Dancing is, perhaps, the most innate reaction to music. We bob our heads, tap a foot, swing a leg or an arm. Our body reacts if we get into the flow of a song. It’s a kinetic release for our emotions, a sort of peaceful option instead of taking it out on a punching bag, a personal reaction instead of running or working out. Music and movement are linked in our minds to such a degree that I tend to believe they are somehow naturally, intrinsically linked.

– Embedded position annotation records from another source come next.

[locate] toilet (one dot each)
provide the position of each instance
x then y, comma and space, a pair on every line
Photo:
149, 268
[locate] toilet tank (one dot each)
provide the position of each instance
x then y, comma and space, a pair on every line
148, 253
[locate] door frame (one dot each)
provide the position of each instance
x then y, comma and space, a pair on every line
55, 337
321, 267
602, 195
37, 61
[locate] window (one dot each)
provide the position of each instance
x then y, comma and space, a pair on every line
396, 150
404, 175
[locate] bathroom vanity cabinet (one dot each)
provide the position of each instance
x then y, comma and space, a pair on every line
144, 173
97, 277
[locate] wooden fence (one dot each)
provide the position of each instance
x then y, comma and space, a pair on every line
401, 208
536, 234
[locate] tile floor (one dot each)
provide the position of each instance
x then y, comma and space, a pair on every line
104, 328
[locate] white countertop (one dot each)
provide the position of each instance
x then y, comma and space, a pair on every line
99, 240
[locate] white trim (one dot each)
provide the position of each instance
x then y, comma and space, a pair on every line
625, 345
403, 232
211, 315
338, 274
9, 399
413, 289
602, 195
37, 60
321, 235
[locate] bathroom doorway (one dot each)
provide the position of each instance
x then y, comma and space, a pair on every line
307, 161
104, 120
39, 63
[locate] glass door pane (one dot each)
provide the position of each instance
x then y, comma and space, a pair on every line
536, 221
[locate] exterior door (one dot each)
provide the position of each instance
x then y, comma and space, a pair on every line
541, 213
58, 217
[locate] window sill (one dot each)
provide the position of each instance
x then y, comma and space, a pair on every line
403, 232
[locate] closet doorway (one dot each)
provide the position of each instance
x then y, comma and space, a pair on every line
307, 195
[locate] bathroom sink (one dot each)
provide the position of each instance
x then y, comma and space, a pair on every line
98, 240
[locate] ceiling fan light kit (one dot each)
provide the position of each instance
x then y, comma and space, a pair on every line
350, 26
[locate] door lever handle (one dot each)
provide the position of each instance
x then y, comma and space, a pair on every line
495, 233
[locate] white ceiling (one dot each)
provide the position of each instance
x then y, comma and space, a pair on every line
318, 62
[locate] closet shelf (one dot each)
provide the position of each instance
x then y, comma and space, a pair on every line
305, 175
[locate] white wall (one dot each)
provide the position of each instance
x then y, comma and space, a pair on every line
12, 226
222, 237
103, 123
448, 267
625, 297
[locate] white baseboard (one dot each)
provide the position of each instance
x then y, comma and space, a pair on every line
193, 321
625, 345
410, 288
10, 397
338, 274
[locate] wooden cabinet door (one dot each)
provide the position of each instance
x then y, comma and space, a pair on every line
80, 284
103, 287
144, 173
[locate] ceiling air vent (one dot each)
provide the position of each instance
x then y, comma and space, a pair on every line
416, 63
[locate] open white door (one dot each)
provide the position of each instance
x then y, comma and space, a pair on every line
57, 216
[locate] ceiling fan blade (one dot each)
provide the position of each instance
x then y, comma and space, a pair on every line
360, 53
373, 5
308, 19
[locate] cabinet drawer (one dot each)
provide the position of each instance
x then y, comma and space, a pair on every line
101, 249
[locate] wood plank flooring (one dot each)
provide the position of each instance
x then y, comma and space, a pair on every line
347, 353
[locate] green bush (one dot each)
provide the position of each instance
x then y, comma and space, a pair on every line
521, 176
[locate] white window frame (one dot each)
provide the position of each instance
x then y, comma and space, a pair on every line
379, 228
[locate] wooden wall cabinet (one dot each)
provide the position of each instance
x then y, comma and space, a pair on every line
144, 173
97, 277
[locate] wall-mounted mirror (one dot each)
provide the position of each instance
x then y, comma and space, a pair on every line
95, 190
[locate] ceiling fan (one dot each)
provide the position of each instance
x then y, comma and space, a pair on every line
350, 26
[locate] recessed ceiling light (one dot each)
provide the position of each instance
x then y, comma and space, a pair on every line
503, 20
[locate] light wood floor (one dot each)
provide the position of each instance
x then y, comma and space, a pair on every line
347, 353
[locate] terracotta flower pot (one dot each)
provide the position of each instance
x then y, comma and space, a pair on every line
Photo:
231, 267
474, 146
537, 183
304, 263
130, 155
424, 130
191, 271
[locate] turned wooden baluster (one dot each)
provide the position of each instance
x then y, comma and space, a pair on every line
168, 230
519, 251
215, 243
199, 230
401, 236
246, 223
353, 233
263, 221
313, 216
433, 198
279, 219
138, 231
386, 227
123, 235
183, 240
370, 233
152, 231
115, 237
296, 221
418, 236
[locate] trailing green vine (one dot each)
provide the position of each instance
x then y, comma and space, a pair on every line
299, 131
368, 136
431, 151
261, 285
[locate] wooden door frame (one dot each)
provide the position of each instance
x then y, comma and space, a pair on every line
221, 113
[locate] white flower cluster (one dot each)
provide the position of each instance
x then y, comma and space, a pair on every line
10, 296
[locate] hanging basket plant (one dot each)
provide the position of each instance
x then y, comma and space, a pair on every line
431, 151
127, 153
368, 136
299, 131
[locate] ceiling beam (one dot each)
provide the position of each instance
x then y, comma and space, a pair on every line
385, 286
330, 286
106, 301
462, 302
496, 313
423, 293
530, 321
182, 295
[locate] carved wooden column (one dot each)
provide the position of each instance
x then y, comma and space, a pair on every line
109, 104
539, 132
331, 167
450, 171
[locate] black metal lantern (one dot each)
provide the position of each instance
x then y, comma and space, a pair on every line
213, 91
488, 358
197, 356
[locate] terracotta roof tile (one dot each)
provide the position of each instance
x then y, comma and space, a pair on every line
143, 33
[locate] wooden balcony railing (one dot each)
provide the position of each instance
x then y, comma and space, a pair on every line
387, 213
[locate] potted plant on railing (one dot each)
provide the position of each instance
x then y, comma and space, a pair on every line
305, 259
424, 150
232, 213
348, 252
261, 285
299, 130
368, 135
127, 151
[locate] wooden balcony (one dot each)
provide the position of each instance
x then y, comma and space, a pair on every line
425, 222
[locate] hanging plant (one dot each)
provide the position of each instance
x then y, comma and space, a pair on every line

For all the importance behind this link, though, I don’t particularly believe in the worth of “dance music.” The first reason is that very little of it interests me personally. There is a frequent simplistic, repetitive nature to it, it’s often synthetically created, and it tends to be conceptually shallow. Nights I’ve spent in clubs with DJs spinning into the wee hours have been hodgepodges, with songs that are hacked beyond recognition, or else songs which blend so effortlessly as to make them totally indistinguishable to most ears. The scenes tend to be meat markets above and beyond venues for music appreciation. It’s a world of chaos set to throbbing, constant beats… ideal for losing track of the time and money spent, but not for really having an experience with music. This is, of course, my own bias, albeit one which I feel has a lot of merit and is based on pretty undeniable proofs. The second thing I have against the scene, however, is far less opinion-based: simply put, all music can be dance music. Why subject myself to a “great dance song” when I can listen to songs I love anyway which ALSO are great to dance to?
Perhaps as the prime example, allow me to introduce, or re-introduce, the Afghan Whigs.
If one was to list the things that made grunge music grungy, what would come up? Angst, for sure. Squealing, noisy guitars. Raspy, imperfect shouts of voices. Put another way, everything that the Afghan Whigs did best. Listening to Debonair, there is all the torture and conflict of the era’s more popular artists. It crunches through with the same grit, and the same power octaves sliding up and down the neck of the guitars. Lead singer Greg Dulli shouts with the best of them, his lyrics conjuring up images of a constricting snake which has “locked its jaws, and now it’s swallowing.” The picture fits perfectly with the brooding and ominous mood that the music provides.
That snake image, however, also hints at how sinuous the track is. The bassline manages to be funky while also adding to the tension of the song. The drums hit at just the right beats, without ceasing to be a standard rock beat. The single guitar chord is strummed with a syncopation that is very precise, not simply wild. Dulli is known for the sonic attack, sure, and he’s worked with no less a king of brooding rock than Mark Lanegan, but under all of this, there is a very intentional groove. It’s not a one-song fluke, either: outside of their slower work, there is always a groove underneath layers of rock that would have fit in with any number of their musical peers. It can be harsh and angry, the vocals are anything but smooth, the drums are from a standard rock kit. And yet, there is nothing about these songs that wouldn’t make them 100% danceable, if only we realized it.
“Debonair” is one of the most obvious points of departure for this argument, because the rhythm section hammers that groove home. It might not be what you’re listening to the first or the fifth or the tenth time, but when you find it, ask yourself honestly if your body wasn’t bouncing to the music. Ask yourself if you can truly say that there wasn’t a natural, if perhaps slow, desire to move along with it. Once you see it happen when you don’t expect it, you’re open to finding it where you’re told you can’t. The potential in your music collection increases tenfold. More importantly, though, aren’t you tired of rationalizing summer jams and hit singles with the words “yeah, it’s not great, but it’s good for dancing”?
There are good dancers and bad dancers. I will always be in the latter category, and I accept that. Dancing, however, is personal. Whether you could back up Beyonce or clear out a circle pit with your flailing, it’s about the connection to the song. If you’re keeping time quietly by patting your leg, or head-banging with an air guitar, you’re feeling something. And if you’re lucky enough to simply embody rhythm, show everyone how it’s done. One of the big songs this year talked about dancing in terms of “doing it right.” Let’s make next year about realizing that that’s bullshit. There are plenty of ways to dance, and any way you prefer, you can do it to any music you wish.